耶律楚盯着我的嘴角,却突然撇开眼,盯着牢内某处,眼皮轻微地抖动着。他的神色疲倦而索然,负于身后的双手却握得指节发白,忽然迈开步子向狱外走去。
律妃霍然而动,抢步拦到耶律楚面前跪下,急道:“我数次苦谏大汗都不愿听!就连萧史杀了黄总管,大汗还是不信他们有私。今日到这地步了,大汗……你……果真是被我说准,着了她的魔,还是中了她的盅?”
“够了!”耶律楚断喝,额上青筋突突跳动,伸出一手将她架开,偏过头对身边侍卫说:“萧史处斩便是,不用再报我知道!”
我被这“斩”字震得浑身一颤,牙齿咬得几乎要碎成齑粉,“萧大人一片忠心,却要被斩。大汗为何不分黑白?”
耶律楚的目光落在我身上,眼中尽是复杂的意味。
我直愣愣地瞪着他,等待他的回答。
然而他只是一语不发,这样静静看着,像在审视一道无解的谜题。
他终于把眼光掠开,“至于……她……带回妃离宫去,我不想再见到她!”说罢拔腿又要走。
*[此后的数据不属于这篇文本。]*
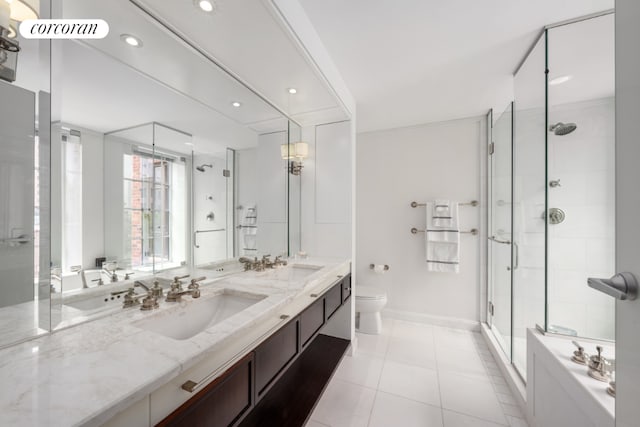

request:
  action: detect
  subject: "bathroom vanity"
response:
[0,260,353,427]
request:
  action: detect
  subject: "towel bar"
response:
[411,227,478,236]
[411,200,479,208]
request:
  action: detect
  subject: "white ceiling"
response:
[18,0,346,152]
[300,0,614,132]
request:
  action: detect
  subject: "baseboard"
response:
[480,323,527,414]
[382,308,480,332]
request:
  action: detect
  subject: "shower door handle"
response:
[489,236,511,245]
[587,272,638,301]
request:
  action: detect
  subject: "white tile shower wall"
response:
[548,98,615,339]
[301,122,351,258]
[236,131,287,257]
[51,123,104,269]
[193,154,233,265]
[356,116,486,322]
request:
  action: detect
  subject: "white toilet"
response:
[356,286,387,335]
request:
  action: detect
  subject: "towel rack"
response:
[411,200,479,208]
[411,227,478,236]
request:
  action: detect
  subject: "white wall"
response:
[547,98,615,340]
[300,122,352,258]
[356,117,486,322]
[80,126,105,268]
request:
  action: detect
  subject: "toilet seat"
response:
[356,286,387,301]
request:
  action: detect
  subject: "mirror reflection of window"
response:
[61,129,82,273]
[123,152,187,270]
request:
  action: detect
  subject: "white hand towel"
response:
[432,199,453,227]
[425,201,460,273]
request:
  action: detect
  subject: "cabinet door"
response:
[342,274,351,302]
[158,353,254,427]
[300,298,324,348]
[324,280,342,319]
[255,319,298,398]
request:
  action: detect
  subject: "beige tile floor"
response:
[307,319,527,427]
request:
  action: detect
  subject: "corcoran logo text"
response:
[20,19,109,39]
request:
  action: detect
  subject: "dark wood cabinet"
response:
[158,274,351,427]
[324,281,342,319]
[342,274,351,302]
[255,319,300,399]
[158,353,254,427]
[300,298,324,348]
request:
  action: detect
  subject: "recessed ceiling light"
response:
[120,34,142,47]
[194,0,215,12]
[549,76,573,86]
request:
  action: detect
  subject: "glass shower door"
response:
[511,36,547,379]
[489,104,513,359]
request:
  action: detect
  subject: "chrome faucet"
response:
[111,281,160,311]
[238,257,257,271]
[133,280,150,292]
[102,267,118,283]
[165,274,206,302]
[273,255,287,268]
[70,265,89,289]
[238,255,287,271]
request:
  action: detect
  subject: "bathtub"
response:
[526,329,615,427]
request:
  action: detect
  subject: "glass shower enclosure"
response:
[487,12,615,379]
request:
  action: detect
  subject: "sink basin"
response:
[133,293,266,340]
[63,294,122,311]
[264,264,322,282]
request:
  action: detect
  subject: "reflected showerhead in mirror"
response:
[549,122,578,136]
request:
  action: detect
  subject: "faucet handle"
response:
[140,291,160,311]
[189,276,207,289]
[150,279,164,298]
[111,288,135,296]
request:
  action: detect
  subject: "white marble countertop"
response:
[0,259,349,426]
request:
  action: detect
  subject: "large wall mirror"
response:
[51,0,300,327]
[0,0,51,347]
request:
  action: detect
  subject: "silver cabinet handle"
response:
[587,272,638,301]
[180,314,289,393]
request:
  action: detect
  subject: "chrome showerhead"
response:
[549,122,578,136]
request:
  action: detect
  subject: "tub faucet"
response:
[133,280,149,292]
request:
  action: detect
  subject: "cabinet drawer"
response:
[342,274,351,302]
[324,281,342,319]
[300,298,324,347]
[255,320,298,396]
[158,354,253,427]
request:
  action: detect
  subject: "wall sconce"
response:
[280,141,309,175]
[0,0,38,83]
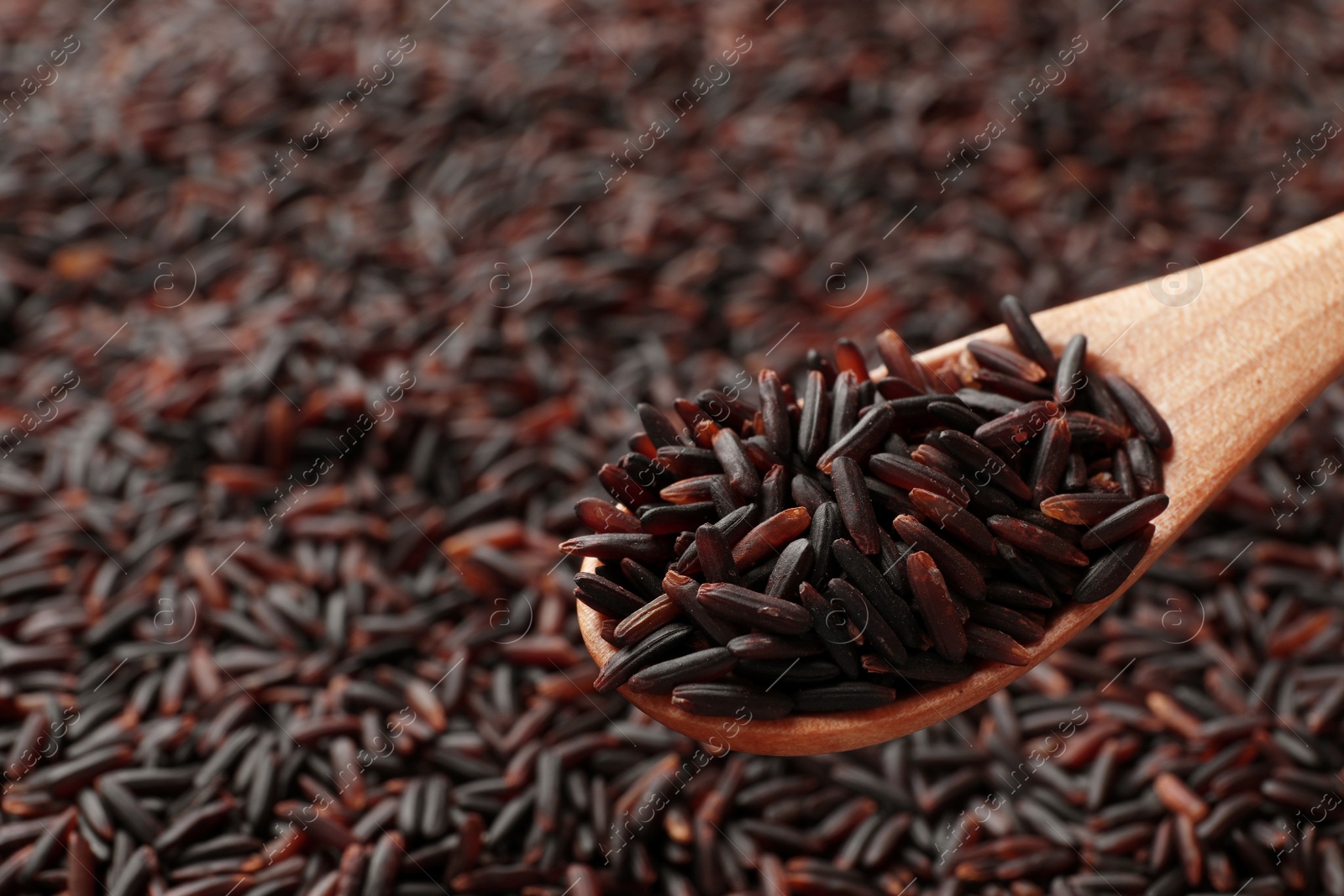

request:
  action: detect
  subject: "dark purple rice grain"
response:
[798,582,858,679]
[985,516,1089,567]
[827,579,909,666]
[1078,495,1171,551]
[869,454,970,506]
[714,430,761,498]
[596,623,694,693]
[999,296,1057,374]
[816,403,896,475]
[1053,333,1087,406]
[938,432,1032,501]
[672,681,793,720]
[1110,446,1138,501]
[966,334,1047,383]
[793,681,896,713]
[822,371,867,446]
[906,551,966,663]
[570,572,645,621]
[894,516,985,599]
[831,538,919,647]
[764,538,816,599]
[1031,419,1073,506]
[1040,491,1133,525]
[757,369,793,457]
[972,369,1053,406]
[929,401,985,432]
[696,582,811,634]
[1125,438,1163,495]
[789,473,832,518]
[831,457,882,555]
[695,524,738,582]
[1073,524,1153,603]
[910,489,995,555]
[1102,374,1172,451]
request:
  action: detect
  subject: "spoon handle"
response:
[922,215,1344,567]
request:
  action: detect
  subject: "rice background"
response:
[0,0,1344,896]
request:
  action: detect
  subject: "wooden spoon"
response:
[578,215,1344,757]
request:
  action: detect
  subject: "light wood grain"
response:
[578,215,1344,757]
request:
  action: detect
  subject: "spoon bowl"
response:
[576,215,1344,757]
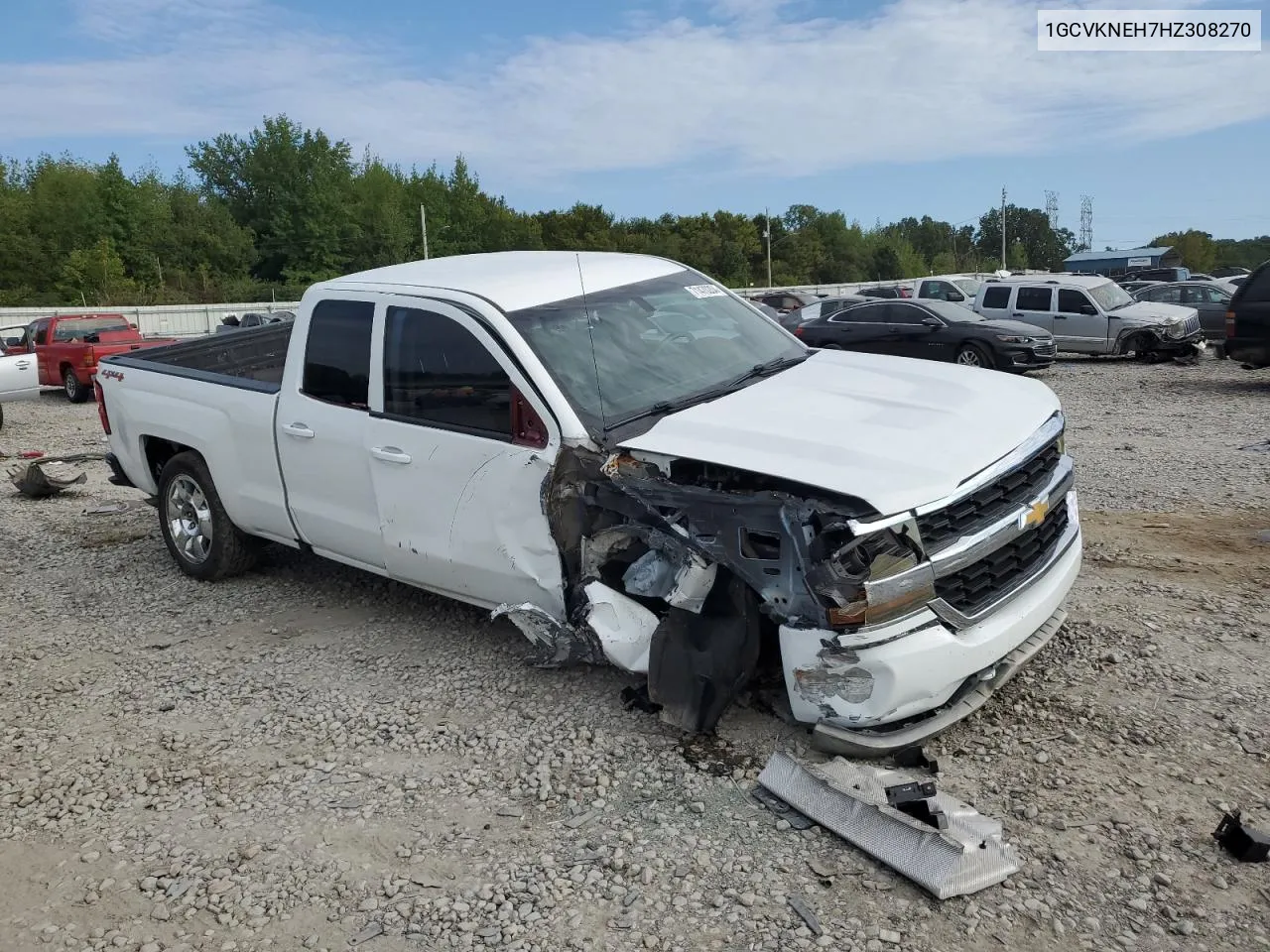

“大汗!”一声厉唤响彻整个牢房,“若我有十足证据证明他二人有奸情,大汗还不惩处她吗?”此刻的律妃像是守候已久的困兽,眼中尽是狠意。
耶律楚脚步一滞。
律妃密切地注视着耶律楚的举动,赶紧道:“只要大汗留下片刻,便可看到这个汉女的真面目!”说罢对着我狠狠道:“你敢不敢和人证当面对质?”
我扬起下巴,“你能有什么人证?你会的,不过是落井下石!”
耶律楚蓦然转身,皱起眉头看着律妃,脸上显出不耐之色,“赤珠,你也回宫去。此事不许再提,我……不想再听。”
律妃绷紧的身子顿时虚脱,一怔后霍然大笑,冷冷的笑声在四壁乱撞,“大汗到底是不想听……还是不敢听?”
耶律楚清矍的面庞上顿时涌起怒色,声音有些嘶哑,“你说什么?”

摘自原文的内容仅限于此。